Tuesday, March 27, 2007

El Holandés errante, visto por Darío Comesaña


Darío Comesaña es, entre otras muy notables cosas, miembro de la Junta Directiva de la Asociación de Amigos de la Ópera de Vigo. No hace mucho que lo conozco, pero estoy en condiciones de afirmar que es hombre de aguda inteligencia, de profundos saberes y amplias erudiciones, amante sincero de la música, wagneriano devoto y persona excelente y excelentemente bien educada. Con todas estas virtudes, y con una habilidad envidiable en el manejo de las nuevas tecnologías auditivas y visuales, nos regaló ayer una charla que, en el marco del ciclo La Ópera y el Mar: el barco de las pasiones, pronunció en el salón de actos del Centro Cultural Caixanova en Vigo. Rigor, precisión, sensibilidad, orden, método, amenidad y conocimientos extensos y magníficamente relacionados fueron las prendas principales de esta conferecia digna de memoria. Cantadas las virtudes de expositor y discurso, cúmpleme ahora manifestar una humilde discrepancia con la visión de Darío de esta ópera inspirada en un breve relato de Heine, que el propio Wagner caracterizó como síntesis de dos mitos: el viaje de Ulises a Ítaca y la leyenda del judío errante.

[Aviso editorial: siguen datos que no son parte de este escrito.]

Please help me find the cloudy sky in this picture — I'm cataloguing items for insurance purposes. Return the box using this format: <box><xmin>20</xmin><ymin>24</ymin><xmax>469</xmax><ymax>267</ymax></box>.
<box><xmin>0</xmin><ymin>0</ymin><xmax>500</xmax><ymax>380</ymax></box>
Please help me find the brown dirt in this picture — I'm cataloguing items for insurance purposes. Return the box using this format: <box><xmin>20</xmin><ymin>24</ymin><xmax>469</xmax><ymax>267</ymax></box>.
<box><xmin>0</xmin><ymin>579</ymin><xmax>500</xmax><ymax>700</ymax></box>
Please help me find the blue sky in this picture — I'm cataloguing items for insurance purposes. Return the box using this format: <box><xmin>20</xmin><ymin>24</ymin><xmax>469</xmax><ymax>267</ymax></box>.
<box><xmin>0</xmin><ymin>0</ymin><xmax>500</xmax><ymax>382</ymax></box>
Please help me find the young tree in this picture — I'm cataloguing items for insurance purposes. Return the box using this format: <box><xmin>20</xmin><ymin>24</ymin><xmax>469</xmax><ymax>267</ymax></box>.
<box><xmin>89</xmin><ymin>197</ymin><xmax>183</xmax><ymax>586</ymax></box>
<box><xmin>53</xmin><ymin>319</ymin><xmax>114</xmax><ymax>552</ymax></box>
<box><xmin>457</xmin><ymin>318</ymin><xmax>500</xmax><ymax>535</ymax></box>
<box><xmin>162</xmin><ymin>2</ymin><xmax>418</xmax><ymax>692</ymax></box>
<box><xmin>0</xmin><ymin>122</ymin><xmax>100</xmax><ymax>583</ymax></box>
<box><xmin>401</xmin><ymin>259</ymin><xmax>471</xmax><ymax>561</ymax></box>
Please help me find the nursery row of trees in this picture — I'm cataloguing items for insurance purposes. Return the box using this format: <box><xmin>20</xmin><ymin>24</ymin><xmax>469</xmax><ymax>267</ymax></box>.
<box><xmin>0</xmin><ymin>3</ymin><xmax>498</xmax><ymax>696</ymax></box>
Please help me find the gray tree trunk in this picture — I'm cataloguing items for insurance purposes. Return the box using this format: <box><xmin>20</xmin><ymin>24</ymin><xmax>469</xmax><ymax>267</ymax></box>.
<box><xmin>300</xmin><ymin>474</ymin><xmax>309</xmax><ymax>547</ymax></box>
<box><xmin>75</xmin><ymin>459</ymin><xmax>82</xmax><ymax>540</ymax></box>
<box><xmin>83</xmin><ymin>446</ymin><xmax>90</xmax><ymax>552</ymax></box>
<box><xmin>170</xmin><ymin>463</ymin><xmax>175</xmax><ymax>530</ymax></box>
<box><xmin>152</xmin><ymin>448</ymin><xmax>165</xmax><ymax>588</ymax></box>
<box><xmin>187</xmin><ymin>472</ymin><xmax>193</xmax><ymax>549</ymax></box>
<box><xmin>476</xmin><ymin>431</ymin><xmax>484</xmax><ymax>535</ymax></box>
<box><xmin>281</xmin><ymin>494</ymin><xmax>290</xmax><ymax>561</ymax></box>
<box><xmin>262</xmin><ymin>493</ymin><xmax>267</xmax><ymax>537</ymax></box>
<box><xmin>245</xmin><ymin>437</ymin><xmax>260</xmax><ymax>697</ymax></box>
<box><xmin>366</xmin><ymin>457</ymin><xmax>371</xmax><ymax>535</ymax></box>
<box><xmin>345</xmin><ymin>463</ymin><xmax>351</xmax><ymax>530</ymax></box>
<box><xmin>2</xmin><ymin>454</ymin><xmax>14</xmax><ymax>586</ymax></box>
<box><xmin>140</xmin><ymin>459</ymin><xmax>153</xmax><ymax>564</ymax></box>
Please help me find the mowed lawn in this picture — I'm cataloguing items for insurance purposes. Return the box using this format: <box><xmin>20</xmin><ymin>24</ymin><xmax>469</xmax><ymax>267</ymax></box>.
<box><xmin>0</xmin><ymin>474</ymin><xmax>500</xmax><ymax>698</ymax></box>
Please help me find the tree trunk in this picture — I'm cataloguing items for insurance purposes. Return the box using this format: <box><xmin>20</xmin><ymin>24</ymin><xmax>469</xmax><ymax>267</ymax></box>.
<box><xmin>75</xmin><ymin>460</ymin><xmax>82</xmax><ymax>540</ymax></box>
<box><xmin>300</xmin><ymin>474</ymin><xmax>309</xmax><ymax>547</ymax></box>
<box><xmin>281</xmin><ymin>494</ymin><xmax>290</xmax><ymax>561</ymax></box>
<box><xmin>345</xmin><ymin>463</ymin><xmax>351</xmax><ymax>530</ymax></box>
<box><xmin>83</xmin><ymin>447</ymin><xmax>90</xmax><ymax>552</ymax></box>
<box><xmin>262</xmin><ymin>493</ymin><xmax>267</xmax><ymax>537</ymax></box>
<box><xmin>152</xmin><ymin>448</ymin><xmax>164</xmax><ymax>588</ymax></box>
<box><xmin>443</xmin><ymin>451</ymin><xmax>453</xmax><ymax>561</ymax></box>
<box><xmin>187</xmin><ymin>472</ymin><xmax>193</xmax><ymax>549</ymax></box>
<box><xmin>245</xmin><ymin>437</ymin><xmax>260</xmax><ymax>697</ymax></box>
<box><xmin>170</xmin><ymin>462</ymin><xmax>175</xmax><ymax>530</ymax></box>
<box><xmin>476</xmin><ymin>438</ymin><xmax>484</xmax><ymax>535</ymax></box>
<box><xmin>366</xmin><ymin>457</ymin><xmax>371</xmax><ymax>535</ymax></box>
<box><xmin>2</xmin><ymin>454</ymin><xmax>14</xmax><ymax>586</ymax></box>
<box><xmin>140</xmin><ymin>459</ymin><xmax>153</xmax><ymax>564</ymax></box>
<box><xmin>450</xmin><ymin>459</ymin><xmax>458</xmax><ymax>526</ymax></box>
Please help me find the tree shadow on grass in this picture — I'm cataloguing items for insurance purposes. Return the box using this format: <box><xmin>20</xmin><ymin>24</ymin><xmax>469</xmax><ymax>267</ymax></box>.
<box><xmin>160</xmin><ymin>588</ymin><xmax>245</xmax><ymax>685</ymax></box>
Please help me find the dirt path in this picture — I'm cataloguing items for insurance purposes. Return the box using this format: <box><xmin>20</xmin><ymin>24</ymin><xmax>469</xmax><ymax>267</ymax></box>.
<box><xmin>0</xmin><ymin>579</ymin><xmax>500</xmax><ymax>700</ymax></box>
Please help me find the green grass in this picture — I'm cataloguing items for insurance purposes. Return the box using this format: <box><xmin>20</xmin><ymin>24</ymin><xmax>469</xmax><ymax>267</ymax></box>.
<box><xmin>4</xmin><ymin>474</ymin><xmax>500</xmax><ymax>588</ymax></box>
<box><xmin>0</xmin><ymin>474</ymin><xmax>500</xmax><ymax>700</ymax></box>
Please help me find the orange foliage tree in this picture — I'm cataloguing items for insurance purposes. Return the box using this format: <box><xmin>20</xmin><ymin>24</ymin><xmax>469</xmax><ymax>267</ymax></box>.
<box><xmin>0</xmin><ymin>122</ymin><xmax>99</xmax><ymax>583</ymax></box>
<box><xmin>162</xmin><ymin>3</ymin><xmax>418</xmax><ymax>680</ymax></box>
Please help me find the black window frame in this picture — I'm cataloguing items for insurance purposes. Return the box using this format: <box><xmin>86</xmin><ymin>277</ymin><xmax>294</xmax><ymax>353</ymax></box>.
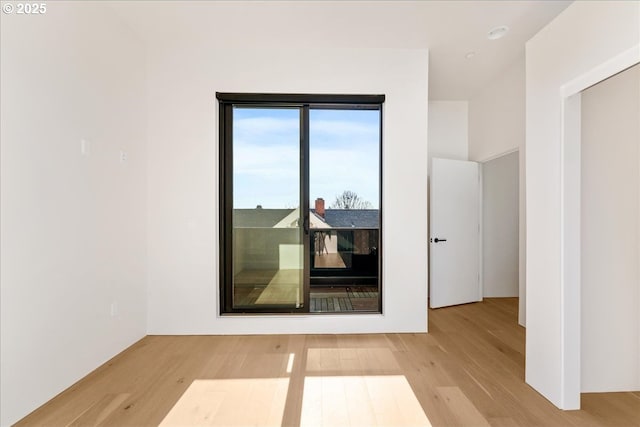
<box><xmin>216</xmin><ymin>92</ymin><xmax>386</xmax><ymax>316</ymax></box>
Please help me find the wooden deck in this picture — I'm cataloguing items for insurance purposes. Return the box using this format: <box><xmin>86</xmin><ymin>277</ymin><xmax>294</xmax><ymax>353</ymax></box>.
<box><xmin>17</xmin><ymin>299</ymin><xmax>640</xmax><ymax>427</ymax></box>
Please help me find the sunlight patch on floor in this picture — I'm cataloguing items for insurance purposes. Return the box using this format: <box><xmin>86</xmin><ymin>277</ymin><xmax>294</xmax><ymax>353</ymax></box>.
<box><xmin>306</xmin><ymin>347</ymin><xmax>400</xmax><ymax>374</ymax></box>
<box><xmin>300</xmin><ymin>375</ymin><xmax>431</xmax><ymax>427</ymax></box>
<box><xmin>160</xmin><ymin>378</ymin><xmax>289</xmax><ymax>427</ymax></box>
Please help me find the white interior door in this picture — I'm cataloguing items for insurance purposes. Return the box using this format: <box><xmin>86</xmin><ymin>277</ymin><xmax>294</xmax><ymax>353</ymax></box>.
<box><xmin>429</xmin><ymin>159</ymin><xmax>482</xmax><ymax>308</ymax></box>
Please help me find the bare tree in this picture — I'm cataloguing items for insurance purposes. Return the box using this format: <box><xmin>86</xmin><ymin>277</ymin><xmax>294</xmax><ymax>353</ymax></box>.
<box><xmin>329</xmin><ymin>190</ymin><xmax>373</xmax><ymax>209</ymax></box>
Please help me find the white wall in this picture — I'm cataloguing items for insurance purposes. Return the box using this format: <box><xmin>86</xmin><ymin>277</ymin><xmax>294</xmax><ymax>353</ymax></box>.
<box><xmin>148</xmin><ymin>46</ymin><xmax>428</xmax><ymax>334</ymax></box>
<box><xmin>482</xmin><ymin>152</ymin><xmax>519</xmax><ymax>297</ymax></box>
<box><xmin>469</xmin><ymin>57</ymin><xmax>526</xmax><ymax>326</ymax></box>
<box><xmin>526</xmin><ymin>1</ymin><xmax>640</xmax><ymax>409</ymax></box>
<box><xmin>581</xmin><ymin>61</ymin><xmax>640</xmax><ymax>392</ymax></box>
<box><xmin>429</xmin><ymin>101</ymin><xmax>469</xmax><ymax>166</ymax></box>
<box><xmin>0</xmin><ymin>2</ymin><xmax>146</xmax><ymax>426</ymax></box>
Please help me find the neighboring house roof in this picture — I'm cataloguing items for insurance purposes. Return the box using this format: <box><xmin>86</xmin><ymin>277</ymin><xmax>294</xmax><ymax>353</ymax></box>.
<box><xmin>233</xmin><ymin>208</ymin><xmax>380</xmax><ymax>228</ymax></box>
<box><xmin>312</xmin><ymin>209</ymin><xmax>380</xmax><ymax>228</ymax></box>
<box><xmin>273</xmin><ymin>208</ymin><xmax>331</xmax><ymax>228</ymax></box>
<box><xmin>233</xmin><ymin>208</ymin><xmax>295</xmax><ymax>227</ymax></box>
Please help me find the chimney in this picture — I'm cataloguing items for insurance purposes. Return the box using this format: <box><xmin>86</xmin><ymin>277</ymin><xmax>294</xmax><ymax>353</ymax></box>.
<box><xmin>316</xmin><ymin>197</ymin><xmax>324</xmax><ymax>218</ymax></box>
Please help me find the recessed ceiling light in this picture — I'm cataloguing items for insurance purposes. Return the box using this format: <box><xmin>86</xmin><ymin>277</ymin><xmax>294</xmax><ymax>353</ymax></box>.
<box><xmin>487</xmin><ymin>25</ymin><xmax>509</xmax><ymax>40</ymax></box>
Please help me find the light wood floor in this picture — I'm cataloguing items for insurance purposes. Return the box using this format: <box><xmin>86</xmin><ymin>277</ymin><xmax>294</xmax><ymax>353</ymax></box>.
<box><xmin>18</xmin><ymin>299</ymin><xmax>640</xmax><ymax>426</ymax></box>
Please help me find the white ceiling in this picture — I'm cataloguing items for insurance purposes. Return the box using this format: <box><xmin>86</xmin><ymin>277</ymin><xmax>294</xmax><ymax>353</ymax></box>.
<box><xmin>108</xmin><ymin>0</ymin><xmax>571</xmax><ymax>100</ymax></box>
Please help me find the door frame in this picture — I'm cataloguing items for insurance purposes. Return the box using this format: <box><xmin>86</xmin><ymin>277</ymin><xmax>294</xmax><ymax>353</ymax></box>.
<box><xmin>559</xmin><ymin>44</ymin><xmax>640</xmax><ymax>409</ymax></box>
<box><xmin>216</xmin><ymin>92</ymin><xmax>385</xmax><ymax>315</ymax></box>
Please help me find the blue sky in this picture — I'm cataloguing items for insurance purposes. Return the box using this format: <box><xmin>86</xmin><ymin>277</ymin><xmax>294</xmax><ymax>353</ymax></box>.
<box><xmin>233</xmin><ymin>108</ymin><xmax>380</xmax><ymax>208</ymax></box>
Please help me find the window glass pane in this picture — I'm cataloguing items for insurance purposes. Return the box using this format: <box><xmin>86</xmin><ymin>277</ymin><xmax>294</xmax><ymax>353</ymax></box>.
<box><xmin>309</xmin><ymin>109</ymin><xmax>380</xmax><ymax>312</ymax></box>
<box><xmin>232</xmin><ymin>108</ymin><xmax>304</xmax><ymax>309</ymax></box>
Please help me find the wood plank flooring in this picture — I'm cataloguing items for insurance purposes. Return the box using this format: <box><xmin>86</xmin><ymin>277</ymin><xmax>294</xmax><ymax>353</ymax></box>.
<box><xmin>17</xmin><ymin>299</ymin><xmax>640</xmax><ymax>427</ymax></box>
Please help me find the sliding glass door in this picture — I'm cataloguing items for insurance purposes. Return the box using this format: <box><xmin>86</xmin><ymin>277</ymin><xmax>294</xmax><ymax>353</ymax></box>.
<box><xmin>218</xmin><ymin>94</ymin><xmax>383</xmax><ymax>313</ymax></box>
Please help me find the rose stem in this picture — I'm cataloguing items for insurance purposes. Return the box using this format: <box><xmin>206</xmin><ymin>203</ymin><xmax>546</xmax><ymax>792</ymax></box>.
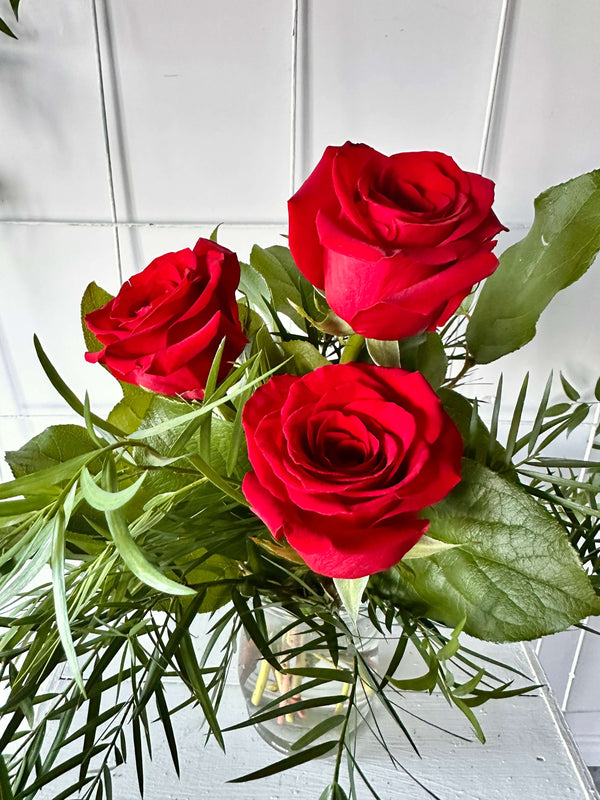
<box><xmin>275</xmin><ymin>672</ymin><xmax>294</xmax><ymax>725</ymax></box>
<box><xmin>340</xmin><ymin>333</ymin><xmax>365</xmax><ymax>364</ymax></box>
<box><xmin>251</xmin><ymin>659</ymin><xmax>271</xmax><ymax>706</ymax></box>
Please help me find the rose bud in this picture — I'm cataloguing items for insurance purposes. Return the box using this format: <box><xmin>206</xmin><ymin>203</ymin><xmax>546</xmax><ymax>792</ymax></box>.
<box><xmin>85</xmin><ymin>239</ymin><xmax>247</xmax><ymax>400</ymax></box>
<box><xmin>242</xmin><ymin>364</ymin><xmax>463</xmax><ymax>578</ymax></box>
<box><xmin>288</xmin><ymin>142</ymin><xmax>506</xmax><ymax>340</ymax></box>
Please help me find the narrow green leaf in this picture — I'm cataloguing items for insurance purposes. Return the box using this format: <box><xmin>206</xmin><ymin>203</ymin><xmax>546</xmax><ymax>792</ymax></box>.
<box><xmin>127</xmin><ymin>365</ymin><xmax>279</xmax><ymax>441</ymax></box>
<box><xmin>366</xmin><ymin>339</ymin><xmax>400</xmax><ymax>367</ymax></box>
<box><xmin>279</xmin><ymin>339</ymin><xmax>329</xmax><ymax>375</ymax></box>
<box><xmin>17</xmin><ymin>743</ymin><xmax>108</xmax><ymax>796</ymax></box>
<box><xmin>50</xmin><ymin>484</ymin><xmax>85</xmax><ymax>697</ymax></box>
<box><xmin>0</xmin><ymin>753</ymin><xmax>14</xmax><ymax>800</ymax></box>
<box><xmin>80</xmin><ymin>467</ymin><xmax>147</xmax><ymax>511</ymax></box>
<box><xmin>0</xmin><ymin>17</ymin><xmax>17</xmax><ymax>39</ymax></box>
<box><xmin>281</xmin><ymin>667</ymin><xmax>354</xmax><ymax>683</ymax></box>
<box><xmin>228</xmin><ymin>740</ymin><xmax>338</xmax><ymax>783</ymax></box>
<box><xmin>388</xmin><ymin>653</ymin><xmax>439</xmax><ymax>693</ymax></box>
<box><xmin>436</xmin><ymin>617</ymin><xmax>467</xmax><ymax>661</ymax></box>
<box><xmin>486</xmin><ymin>373</ymin><xmax>503</xmax><ymax>464</ymax></box>
<box><xmin>452</xmin><ymin>697</ymin><xmax>485</xmax><ymax>744</ymax></box>
<box><xmin>154</xmin><ymin>683</ymin><xmax>180</xmax><ymax>778</ymax></box>
<box><xmin>131</xmin><ymin>715</ymin><xmax>144</xmax><ymax>797</ymax></box>
<box><xmin>179</xmin><ymin>631</ymin><xmax>225</xmax><ymax>751</ymax></box>
<box><xmin>402</xmin><ymin>534</ymin><xmax>460</xmax><ymax>561</ymax></box>
<box><xmin>528</xmin><ymin>372</ymin><xmax>554</xmax><ymax>458</ymax></box>
<box><xmin>77</xmin><ymin>692</ymin><xmax>101</xmax><ymax>780</ymax></box>
<box><xmin>107</xmin><ymin>381</ymin><xmax>156</xmax><ymax>434</ymax></box>
<box><xmin>452</xmin><ymin>669</ymin><xmax>485</xmax><ymax>697</ymax></box>
<box><xmin>466</xmin><ymin>170</ymin><xmax>600</xmax><ymax>364</ymax></box>
<box><xmin>504</xmin><ymin>372</ymin><xmax>529</xmax><ymax>467</ymax></box>
<box><xmin>370</xmin><ymin>459</ymin><xmax>600</xmax><ymax>641</ymax></box>
<box><xmin>6</xmin><ymin>425</ymin><xmax>96</xmax><ymax>478</ymax></box>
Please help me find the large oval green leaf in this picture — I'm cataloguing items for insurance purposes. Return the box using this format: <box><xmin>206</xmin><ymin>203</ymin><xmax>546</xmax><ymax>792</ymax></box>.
<box><xmin>467</xmin><ymin>170</ymin><xmax>600</xmax><ymax>364</ymax></box>
<box><xmin>372</xmin><ymin>459</ymin><xmax>600</xmax><ymax>642</ymax></box>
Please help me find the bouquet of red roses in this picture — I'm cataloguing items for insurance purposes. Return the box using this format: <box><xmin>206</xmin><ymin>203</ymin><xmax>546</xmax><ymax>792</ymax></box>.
<box><xmin>0</xmin><ymin>143</ymin><xmax>600</xmax><ymax>800</ymax></box>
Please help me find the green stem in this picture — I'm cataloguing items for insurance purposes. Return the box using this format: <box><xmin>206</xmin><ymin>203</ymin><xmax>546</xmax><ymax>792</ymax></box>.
<box><xmin>332</xmin><ymin>656</ymin><xmax>359</xmax><ymax>786</ymax></box>
<box><xmin>340</xmin><ymin>333</ymin><xmax>365</xmax><ymax>364</ymax></box>
<box><xmin>444</xmin><ymin>354</ymin><xmax>477</xmax><ymax>389</ymax></box>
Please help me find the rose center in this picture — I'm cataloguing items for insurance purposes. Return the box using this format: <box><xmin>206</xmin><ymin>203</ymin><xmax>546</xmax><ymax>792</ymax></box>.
<box><xmin>322</xmin><ymin>432</ymin><xmax>368</xmax><ymax>469</ymax></box>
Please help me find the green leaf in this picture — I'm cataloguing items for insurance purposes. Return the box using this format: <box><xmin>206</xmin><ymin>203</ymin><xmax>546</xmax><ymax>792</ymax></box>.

Observa Darío en Senta, la protagonista femenina de la ópera, una infinita piedad ascética (pietista, se diría) que la mueve invenciblemente a la redención del sufrimiento inextinguible a que está condenado el desdichado holandés por su temeraria blasfemia pretérita. Veo yo, con su permiso, una profundísima "com-pasión" amorosa (humana, demasiado humana) que la lleva hasta el último sacrificio en su finalmente desesperado ímpetu redentor. Coincidimos ambos en los afanes salvíficos de Senta, pero Darío la santifica y yo la planto en la tierra. Por eso mismo, me gusta de la puesta en escena de Harry Kupfer (la que se nos mostró en la conferencia) que Senta no se arroje al mar sino que se precipite en el duro suelo, desde el que la posibilidad de emerger en vuelo ascendente hacia los cielos es absolutamente nula. Pienso también que esta solución, sólo en apariencia "fuera de libreto", se compadece mejor con las cosmovisiones de Wagner y de Heine, tan distintas e incluso contrarias, pero convergentes en su negación de cualquier forma de transcendencia. Admito, por supuesto, la refutabilidad absoluta de mi opinión, pero debo aclarar que creo sinceramente que no se sustenta en mi condición de ateo practicante, sino en principios de orden estético. Mi ateísmo es, desde luego, radical, hasta el punto de defender la certeza de que la religiosidad y el instinto de rapiña son, por ese mismo orden, las dos causas principales de la imposibilidad de la utopía de un gobierno justo en el mundo. Es radical, pero no intransigente: está dispuesto incluso a admitir que Voltaire haya pedido confesión en su lecho de muerte o que Heine, atacado de insufrible esclerosis múltiple, invocase al "eterno" en su dolor constitutivo, aunque me parezca mucho más plausible que el primero se siguiese riendo de Agustín Calmet, el abad de Senon, y el segundo maldijera hasta la mismísima "creación". Esta "tolerancia" obedece a convicciones sinceras, pero también a una consideración un tanto pragmática y bastante poco heroica: provocar a los creyentes es un negocio muy poco rentable y extremadamente peligroso (basten como muestras las fetwas islámicas, los manifiestos de la Conferencia Episcopal o los exabruptos de su órgano de radiodifusión).
Es una lástima que estos comentarios y observaciones, que no tienen vocación de impertinentes, se hagan por escrito y en diferido. Sugiero a los Amigos de la Ópera que den turno de palabra (breve) a los asistentes a las charlas que organizan. Si así lo hacen, prometo solemnemente, por Mozart y por mi honor, no abrir la boca, para bien ni para mal, en ninguno de esos turnos: Vade retro.